Get cb_2014_us_state_5m.zip and unzip it into the data folder.1 This contains the cartographic boundary files.
Save the following as state_fips_postal.csv in the csv directory.2
Alabama,1,AL
Alaska,2,AK
Arizona,4,AZ
Arkansas,5,AR
California,6,CA
Colorado,8,CO
Connecticut,9,CT
Delaware,10,DE
District of Columbia,11,DC
Florida,12,FL
Georgia,13,GA
Hawaii,15,HI
Idaho,16,ID
Illinois,17,IL
Indiana,18,IN
Iowa,19,IA
Kansas,20,KS
Kentucky,21,KY
Louisiana,22,LA
Maine,23,ME
Maryland,24,MD
Massachusetts,25,MA
Michigan,26,MI
Minnesota,27,MN
Mississippi,28,MS
Missouri,29,MO
Montana,30,MT
Nebraska,31,NE
Nevada,32,NV
New Hampshire,33,NH
New Jersey,34,NJ
New Mexico,35,NM
New York,36,NY
North Carolina,37,NC
North Dakota,38,ND
Ohio,39,OH
Oklahoma,40,OK
Oregon,41,OR
Pennsylvania,42,PA
Rhode Island,44,RI
South Carolina,45,SC
South Dakota,46,SD
Tennessee,47,TN
Texas,48,TX
Utah,49,UT
Vermont,50,VT
Virginia,51,VA
Washington,53,WA
West Virginia,54,WV
Wisconsin,55,WI
Wyoming,56,WY
setwd("~/Desktop/gitmo/playpen/r") # Your directory here
getwd()
## [1] "/Users/rc/Desktop/gitmo/playpen/r"

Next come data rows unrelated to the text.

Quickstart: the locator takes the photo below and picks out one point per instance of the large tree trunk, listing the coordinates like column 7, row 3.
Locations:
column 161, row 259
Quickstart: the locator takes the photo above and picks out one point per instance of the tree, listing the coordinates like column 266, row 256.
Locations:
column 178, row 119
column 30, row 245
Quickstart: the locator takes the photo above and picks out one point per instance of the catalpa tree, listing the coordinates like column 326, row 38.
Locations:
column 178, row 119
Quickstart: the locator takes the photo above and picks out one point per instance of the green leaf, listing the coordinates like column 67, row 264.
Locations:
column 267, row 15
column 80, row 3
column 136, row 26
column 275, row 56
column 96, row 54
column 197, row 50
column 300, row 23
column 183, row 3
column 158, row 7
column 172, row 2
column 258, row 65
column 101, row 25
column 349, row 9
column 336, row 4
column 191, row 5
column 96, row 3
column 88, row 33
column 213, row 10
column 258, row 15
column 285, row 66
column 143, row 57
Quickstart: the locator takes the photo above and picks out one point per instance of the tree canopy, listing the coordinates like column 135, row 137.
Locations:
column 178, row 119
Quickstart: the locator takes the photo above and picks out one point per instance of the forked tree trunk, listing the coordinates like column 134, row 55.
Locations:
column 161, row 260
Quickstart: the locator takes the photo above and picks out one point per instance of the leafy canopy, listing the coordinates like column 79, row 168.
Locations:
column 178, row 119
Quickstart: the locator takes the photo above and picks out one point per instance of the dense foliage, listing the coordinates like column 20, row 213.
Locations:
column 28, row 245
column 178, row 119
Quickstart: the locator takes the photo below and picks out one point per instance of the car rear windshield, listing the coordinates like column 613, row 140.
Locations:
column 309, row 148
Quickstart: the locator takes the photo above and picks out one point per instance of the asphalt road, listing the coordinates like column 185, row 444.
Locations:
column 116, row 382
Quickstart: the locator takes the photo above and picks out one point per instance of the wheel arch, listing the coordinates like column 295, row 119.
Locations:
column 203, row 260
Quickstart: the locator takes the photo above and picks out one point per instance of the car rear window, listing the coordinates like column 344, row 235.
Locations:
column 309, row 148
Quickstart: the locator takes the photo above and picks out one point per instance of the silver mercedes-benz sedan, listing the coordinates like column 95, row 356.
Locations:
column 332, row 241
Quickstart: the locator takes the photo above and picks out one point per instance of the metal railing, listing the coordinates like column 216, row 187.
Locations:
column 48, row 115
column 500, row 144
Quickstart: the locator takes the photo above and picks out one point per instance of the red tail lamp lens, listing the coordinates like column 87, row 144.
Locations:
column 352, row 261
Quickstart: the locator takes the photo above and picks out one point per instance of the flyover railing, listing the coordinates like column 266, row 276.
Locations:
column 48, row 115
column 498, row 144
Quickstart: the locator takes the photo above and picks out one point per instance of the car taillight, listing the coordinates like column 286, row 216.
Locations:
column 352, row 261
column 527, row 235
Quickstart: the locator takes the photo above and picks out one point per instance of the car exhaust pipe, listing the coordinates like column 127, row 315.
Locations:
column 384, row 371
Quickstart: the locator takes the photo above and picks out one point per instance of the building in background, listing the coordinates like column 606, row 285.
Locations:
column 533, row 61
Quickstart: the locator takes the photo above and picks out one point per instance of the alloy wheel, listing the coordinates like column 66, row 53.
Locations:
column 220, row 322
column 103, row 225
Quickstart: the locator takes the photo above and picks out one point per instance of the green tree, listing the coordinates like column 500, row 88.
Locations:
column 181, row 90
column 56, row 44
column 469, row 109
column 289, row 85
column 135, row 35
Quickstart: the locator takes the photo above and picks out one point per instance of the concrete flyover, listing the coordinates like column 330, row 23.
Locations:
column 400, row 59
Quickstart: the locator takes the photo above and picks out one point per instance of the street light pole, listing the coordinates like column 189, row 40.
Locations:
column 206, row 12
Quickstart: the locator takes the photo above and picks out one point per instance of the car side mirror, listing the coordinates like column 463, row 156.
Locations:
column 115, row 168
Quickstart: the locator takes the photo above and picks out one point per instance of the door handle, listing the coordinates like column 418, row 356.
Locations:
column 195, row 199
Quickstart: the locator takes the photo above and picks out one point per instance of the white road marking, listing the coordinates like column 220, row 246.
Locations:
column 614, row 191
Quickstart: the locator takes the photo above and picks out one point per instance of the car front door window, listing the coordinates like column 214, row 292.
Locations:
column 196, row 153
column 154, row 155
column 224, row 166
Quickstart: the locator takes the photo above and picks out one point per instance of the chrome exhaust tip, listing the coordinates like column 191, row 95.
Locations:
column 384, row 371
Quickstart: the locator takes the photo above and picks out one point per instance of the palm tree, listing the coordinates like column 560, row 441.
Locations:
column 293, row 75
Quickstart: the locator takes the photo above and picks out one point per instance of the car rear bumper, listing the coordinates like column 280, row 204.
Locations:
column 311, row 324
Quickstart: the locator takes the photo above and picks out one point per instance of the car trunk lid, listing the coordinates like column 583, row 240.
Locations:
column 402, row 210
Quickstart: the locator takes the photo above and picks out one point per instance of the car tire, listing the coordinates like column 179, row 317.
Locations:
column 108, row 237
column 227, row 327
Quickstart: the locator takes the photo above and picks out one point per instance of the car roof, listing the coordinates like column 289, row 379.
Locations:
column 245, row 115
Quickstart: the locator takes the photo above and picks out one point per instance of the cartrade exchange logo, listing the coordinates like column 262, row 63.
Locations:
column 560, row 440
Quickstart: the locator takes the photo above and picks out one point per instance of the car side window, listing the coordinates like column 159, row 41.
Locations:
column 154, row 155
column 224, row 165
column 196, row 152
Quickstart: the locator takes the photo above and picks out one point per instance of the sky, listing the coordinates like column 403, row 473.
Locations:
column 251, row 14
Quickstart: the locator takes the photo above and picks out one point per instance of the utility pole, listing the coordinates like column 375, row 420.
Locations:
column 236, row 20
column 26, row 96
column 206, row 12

x <- c("dplyr", "ggmap", "ggplot2", "RColorBrewer", "rgdal", "classInt", "RCurl")
lapply(x, library, character.only = TRUE)
## [[1]]
## [1] "dplyr" "stats" "graphics" "grDevices" "utils" "datasets"
## [7] "methods" "base"
##
## [[2]]
## [1] "ggmap" "ggplot2" "dplyr" "stats" "graphics"
## [6] "grDevices" "utils" "datasets" "methods" "base"
##
## [[3]]
## [1] "ggmap" "ggplot2" "dplyr" "stats" "graphics"
## [6] "grDevices" "utils" "datasets" "methods" "base"
##
## [[4]]
## [1] "RColorBrewer" "ggmap" "ggplot2" "dplyr"
## [5] "stats" "graphics" "grDevices" "utils"
## [9] "datasets" "methods" "base"
##
## [[5]]
## [1] "rgdal" "sp" "RColorBrewer" "ggmap"
## [5] "ggplot2" "dplyr" "stats" "graphics"
## [9] "grDevices" "utils" "datasets" "methods"
## [13] "base"
##
## [[6]]
## [1] "classInt" "rgdal" "sp" "RColorBrewer"
## [5] "ggmap" "ggplot2" "dplyr" "stats"
## [9] "graphics" "grDevices" "utils" "datasets"
## [13] "methods" "base"
##
## [[7]]
## [1] "RCurl" "bitops" "classInt" "rgdal"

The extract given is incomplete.